The Evidence in the Sink
Margot stood at the kitchen counter, chopping spinach with rhythmic, aggressive precision. The knife's echo against the wooden board matched the pounding of her heart. Three hours ago, she'd been running on the riverside trail when her phone buzzed—a single encrypted message from an unknown number. The message had contained coordinates, a time, and a photo of David's car outside a building she knew all too well.
She'd met David at a corporate intelligence firm five years ago. They'd bonded over shared deadlines and the peculiar intimacy of two people who made their living watching others. Now, as she dropped handfuls of emerald leaves into a waiting pan, she wondered if their entire marriage had been his longest assignment.
The sound of the front door made her flinch. David's voice called out from the hallway, "Smells good. I'm starving."
Margot kept her back to the door. "Running late?" she asked, keeping her voice even.
"Caught up at work." His footsteps approached. "You went for your run?"
She nodded, unable to speak around the lump in her throat. Turning, she found him leaning against the doorframe, loosening his tie. His dark hair was disheveled, a detail she'd always found endearing. Now it seemed calculated—too artfully messy, like everything else about him.
"David," she said, his name tasting like ash. "The building on Fourth Street—the one with the blue awning. What were you doing there yesterday?"
He froze. The kitchen clock ticked loudly in the silence.
"Who told you that?" His voice had changed—gone was the warmth, replaced by something cold and measured.
"Does it matter?" She gestured at the spinach wilting in the pan, its vibrant green fading like her certainty. "I need the truth. All of it."
David studied her for a long moment. Then he reached into his jacket pocket and placed something on the counter. It was a small, silver drive.
"Your company hired me three months before we met," he said quietly. "They wanted to know if you were planning to leave. You weren't supposed to—I wasn't supposed to—"
"Fall in love?" she finished for him.
"I tried to get out of the contract," he continued, as if she hadn't spoken. "After the wedding. But they wouldn't let me.
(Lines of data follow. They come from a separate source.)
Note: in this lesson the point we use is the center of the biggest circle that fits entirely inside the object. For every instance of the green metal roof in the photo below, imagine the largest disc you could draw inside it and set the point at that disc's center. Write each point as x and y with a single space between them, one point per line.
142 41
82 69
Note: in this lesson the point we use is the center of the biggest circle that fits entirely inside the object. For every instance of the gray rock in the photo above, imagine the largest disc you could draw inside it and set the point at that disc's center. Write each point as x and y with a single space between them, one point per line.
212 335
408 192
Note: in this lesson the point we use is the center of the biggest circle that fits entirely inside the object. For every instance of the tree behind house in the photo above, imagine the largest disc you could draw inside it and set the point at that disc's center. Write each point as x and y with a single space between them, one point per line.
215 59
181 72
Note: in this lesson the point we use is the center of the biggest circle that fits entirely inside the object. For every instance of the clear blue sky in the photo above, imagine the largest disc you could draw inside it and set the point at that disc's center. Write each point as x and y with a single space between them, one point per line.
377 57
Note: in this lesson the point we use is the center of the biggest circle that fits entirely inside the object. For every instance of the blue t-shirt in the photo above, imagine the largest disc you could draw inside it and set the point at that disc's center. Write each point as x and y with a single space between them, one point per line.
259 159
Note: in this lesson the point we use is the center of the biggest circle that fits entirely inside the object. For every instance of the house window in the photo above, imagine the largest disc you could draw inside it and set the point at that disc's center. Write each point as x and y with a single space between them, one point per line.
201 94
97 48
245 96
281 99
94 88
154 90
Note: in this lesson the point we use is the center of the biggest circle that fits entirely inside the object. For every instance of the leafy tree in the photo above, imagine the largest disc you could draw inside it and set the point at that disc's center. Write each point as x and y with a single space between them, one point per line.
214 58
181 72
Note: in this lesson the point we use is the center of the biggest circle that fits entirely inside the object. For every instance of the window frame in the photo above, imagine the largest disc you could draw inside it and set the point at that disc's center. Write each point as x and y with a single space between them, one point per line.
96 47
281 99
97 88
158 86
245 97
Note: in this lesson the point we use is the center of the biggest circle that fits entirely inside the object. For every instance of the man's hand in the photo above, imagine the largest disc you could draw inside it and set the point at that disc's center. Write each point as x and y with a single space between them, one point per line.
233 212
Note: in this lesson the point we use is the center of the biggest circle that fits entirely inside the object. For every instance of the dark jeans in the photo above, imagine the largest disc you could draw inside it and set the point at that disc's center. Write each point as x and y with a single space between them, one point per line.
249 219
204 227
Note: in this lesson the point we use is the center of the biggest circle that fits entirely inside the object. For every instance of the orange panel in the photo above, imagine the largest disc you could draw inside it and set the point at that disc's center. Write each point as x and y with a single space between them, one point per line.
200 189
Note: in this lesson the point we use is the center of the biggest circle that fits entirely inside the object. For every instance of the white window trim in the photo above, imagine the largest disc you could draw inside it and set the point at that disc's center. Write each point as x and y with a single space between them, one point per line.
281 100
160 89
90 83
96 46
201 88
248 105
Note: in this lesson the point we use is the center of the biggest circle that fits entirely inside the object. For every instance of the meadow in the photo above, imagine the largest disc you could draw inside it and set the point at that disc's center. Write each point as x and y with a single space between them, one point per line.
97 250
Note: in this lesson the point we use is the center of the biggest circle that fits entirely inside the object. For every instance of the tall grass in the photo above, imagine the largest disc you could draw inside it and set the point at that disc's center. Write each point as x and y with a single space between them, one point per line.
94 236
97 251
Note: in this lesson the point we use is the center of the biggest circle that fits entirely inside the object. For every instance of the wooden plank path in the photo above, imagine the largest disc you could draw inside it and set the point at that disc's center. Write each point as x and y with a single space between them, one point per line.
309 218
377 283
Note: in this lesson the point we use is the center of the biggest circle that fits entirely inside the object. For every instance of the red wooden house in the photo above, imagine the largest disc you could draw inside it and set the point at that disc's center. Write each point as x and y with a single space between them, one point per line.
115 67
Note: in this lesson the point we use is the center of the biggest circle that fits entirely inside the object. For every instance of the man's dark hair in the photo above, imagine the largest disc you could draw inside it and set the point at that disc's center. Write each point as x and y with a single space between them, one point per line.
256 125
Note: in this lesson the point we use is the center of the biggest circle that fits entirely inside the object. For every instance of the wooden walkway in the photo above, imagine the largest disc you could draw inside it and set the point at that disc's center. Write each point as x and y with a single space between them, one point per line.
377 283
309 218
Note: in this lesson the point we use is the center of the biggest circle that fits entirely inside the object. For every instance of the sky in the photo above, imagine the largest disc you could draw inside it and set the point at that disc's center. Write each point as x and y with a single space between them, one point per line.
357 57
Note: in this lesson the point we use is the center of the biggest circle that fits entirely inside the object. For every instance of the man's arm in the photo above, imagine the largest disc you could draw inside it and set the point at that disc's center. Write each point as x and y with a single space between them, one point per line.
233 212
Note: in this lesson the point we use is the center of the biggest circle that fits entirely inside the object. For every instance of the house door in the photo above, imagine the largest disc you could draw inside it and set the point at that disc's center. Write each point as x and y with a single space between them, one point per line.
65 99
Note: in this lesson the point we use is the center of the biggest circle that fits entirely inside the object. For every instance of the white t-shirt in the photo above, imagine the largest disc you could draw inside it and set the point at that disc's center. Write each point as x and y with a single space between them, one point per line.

So I gave them harmless reports. Useless things. Until last week, when they demanded access to your new project. The one you're prototyping."
Margot stared at him. The spinach was burning now, filling the kitchen with acrid smoke. She turned off the stove, movements mechanical.
"So you're still working for them," she said.
"I'm meeting them tonight. To give them the drive." He pushed it toward her. "It's empty. I made copies of everything you've been working on. I thought—maybe you could use it as leverage."
She looked at the drive, then at his face—the lines of exhaustion around his eyes, the way his hair fell over his forehead, the faint hope in his expression. He'd been a spy, yes. But somewhere along the way, he'd become something else.
"Sit down," she said, pulling out a chair. "Let's figure out how to destroy them together."
The spinach was ruined, but for the first time in hours, Margot could breathe again.